Ziele und Anforderungen der Kommunalen Wärmeplanung

„Seit Dezember 2024 verpflichtet das Landeswärmeplanungsgesetz NRW Kommunen wie Remscheid zur Erstellung einer kommunalen Wärmeplanung. Für Großstädte (ab 100.000 Einwohner) gilt als Frist der 30. Juni 2026. Remscheid hat den gesetzlichen Auftrag proaktiv umgesetzt: Der Abschlussbericht zum kommunalen Wärmeplan wurde bereits Ende 2024 fertiggestellt. Das Wärmeplanungsgesetz schafft einen strategischen Rahmen, der allerdings keine unmittelbaren Ansprüche oder Zwangsmaßnahmen enthält der Plan dient vielmehr als Orientierungshilfe für die künftige Wärmeversorgung.

Die Anforderungen und Ziele des Bundes- und Landeswärmeplanungsgesetzes wurden mit Fertigstellung der Remscheider Wärmeplanung erfüllt. Im Zuge des Projektes wurden unter anderem Wahrscheinlichkeiten für den Neu- und Ausbau von Wärmenetzen im Stadtgebiet ermittelt.“
Quelle: Kommunale Wärmeplanung | Stadt Remscheid

Wen betrifft die Kommunale Wärmeplanung?

Durch die Stadt Remscheid wurden so genannte „Wärmevorranggebiete“ identifiziert wurden. Hier können durchaus Fernwärmenetze oder „Inseln“ entstehen. Im nächsten Schritt geht es darum zu prüfen, inwiefern diese Netze sich wirtschaftlich tatsächlich umsetzen lassen.

Bewohner eines Ein- oder Zweifamilienhauses in Siedlungen ohne Ferwärmeanschluss können mit einer hohen Wahrscheinlichkeit keinen eigenen Fernwärmezugang erhalten. An dieser Stelle wäre die Option einer Wärmepumpe gegeben.

Alle nötigen Information finden Sie hier:
Wärmepumpe – EWR GmbH

So ist die Kommunale Wärmeplanung für Remscheid entstanden.

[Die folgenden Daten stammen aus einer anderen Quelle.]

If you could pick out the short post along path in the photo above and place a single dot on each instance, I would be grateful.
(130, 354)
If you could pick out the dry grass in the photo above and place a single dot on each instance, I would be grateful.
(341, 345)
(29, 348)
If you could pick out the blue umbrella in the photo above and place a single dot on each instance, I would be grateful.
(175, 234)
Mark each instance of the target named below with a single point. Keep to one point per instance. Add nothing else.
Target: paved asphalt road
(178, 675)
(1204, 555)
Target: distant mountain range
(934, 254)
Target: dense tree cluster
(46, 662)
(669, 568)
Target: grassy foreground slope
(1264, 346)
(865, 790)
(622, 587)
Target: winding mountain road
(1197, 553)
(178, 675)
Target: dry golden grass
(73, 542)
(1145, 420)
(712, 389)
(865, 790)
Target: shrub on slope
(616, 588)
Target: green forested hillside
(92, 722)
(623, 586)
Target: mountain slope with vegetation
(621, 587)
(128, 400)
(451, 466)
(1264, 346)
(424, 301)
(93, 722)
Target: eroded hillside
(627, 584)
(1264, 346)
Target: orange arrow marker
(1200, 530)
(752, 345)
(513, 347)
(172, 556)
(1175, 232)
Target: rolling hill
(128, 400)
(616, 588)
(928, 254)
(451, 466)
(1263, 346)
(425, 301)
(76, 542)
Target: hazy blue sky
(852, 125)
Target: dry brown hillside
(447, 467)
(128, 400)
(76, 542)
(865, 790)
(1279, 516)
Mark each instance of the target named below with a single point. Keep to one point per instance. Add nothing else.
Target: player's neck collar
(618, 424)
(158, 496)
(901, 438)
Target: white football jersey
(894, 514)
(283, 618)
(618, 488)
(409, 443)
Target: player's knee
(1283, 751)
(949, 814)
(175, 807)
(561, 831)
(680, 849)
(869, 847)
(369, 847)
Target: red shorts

Die kommunale Wärmeplanung der Stadt Remscheid ist ein technologieoffener, langfristiger und strategisch ausgerichteter Prozess mit dem Ziel, die Wärmeversorgung der Stadt bis zum Jahr 2045 klimaneutral zu gestalten. Stadtverwaltung, EWR und GEWAG, Wohnungs­wirtschaft, Handwerk, Wirtschaft und Bürger haben gemeinsam Daten gesammelt, Ideen eingebracht und Ergebnisse diskutiert. Mehrere öffentliche Veranstaltungen, Online-Beteiligungen und eine Steuerungs­gruppe begleiteten den Prozess. So flossen Erfahrungen aus Praxis und Alltag direkt in den Plan ein.

Wie geht es weiter?

Von 2025 bis 2027 schaffen wir die Grundlagen: Netze planen, Beratungs­angebote ausweiten, erste Projekte anschieben. Danach setzen wir die Maßnahmen Schritt für Schritt um, berichten jährlich über Fortschritte und passen den Plan an neue Erkenntnisse an. So bleibt der Weg zur klimafreundlichen Wärme transparent und verlässlich.

Aktuell müssen sich Fernwärmeinteressenten noch eines gutes Jahr gedulden, bis konkretere Details zu dem Netzausbau erfolgen können.